Fourier methods for smooth distribution function estimation

TL;DR

This paper introduces Fourier transform techniques to analyze the asymptotic properties of kernel distribution function estimators, deriving explicit formulas for mean integrated squared error and optimal bandwidth, applicable to various kernels including superkernels.

Contribution

It provides a general framework using Fourier methods to evaluate and optimize kernel distribution function estimators, including cases with superkernels and sinc kernels.

Findings

Explicit formulas for mean integrated squared error using Fourier transforms.

Identification of conditions where kernel estimators outperform empirical distribution functions.

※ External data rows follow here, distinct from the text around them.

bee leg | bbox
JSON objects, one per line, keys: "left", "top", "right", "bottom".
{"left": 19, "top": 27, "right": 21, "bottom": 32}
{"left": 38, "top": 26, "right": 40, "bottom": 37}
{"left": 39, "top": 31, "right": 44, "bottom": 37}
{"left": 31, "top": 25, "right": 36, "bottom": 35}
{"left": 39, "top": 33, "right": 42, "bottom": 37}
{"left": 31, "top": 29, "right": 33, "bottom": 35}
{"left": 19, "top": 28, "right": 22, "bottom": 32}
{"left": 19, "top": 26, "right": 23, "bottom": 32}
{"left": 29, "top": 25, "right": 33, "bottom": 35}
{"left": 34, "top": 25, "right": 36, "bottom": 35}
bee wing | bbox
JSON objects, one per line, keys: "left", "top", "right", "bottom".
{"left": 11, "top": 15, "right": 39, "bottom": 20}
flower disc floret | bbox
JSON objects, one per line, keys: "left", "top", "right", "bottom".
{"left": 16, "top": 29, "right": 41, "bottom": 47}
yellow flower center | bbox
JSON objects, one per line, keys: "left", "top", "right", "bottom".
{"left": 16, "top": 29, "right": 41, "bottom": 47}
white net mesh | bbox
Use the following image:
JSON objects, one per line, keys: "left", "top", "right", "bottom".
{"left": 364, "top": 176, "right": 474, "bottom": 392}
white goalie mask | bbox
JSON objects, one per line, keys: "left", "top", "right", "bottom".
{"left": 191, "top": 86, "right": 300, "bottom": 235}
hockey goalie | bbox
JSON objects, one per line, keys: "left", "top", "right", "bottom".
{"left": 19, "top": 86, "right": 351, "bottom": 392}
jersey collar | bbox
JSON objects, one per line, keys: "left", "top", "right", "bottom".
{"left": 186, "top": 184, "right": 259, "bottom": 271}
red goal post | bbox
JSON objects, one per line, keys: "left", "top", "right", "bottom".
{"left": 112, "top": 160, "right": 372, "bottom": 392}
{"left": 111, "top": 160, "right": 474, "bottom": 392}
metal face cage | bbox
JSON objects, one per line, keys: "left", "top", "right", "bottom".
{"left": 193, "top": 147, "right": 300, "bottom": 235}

Analysis of optimal bandwidth sequences for different kernels.

Abstract

In this paper we show how to use Fourier transform methods to analyze the asymptotic behavior of kernel distribution function estimators. Exact expressions for the mean integrated squared error in terms of the characteristic function of the distribution and the Fourier transform of the kernel are employed to obtain the limit value of the optimal bandwidth sequence in its greatest generality. The assumptions in our results are mild enough so that they are applicable when the kernel used in the estimator is a superkernel, or even the sinc kernel, and this allows to extract some interesting consequences, as the existence of a class of distributions for which the kernel estimator achieves a first-order improvement in efficiency over the empirical distribution function.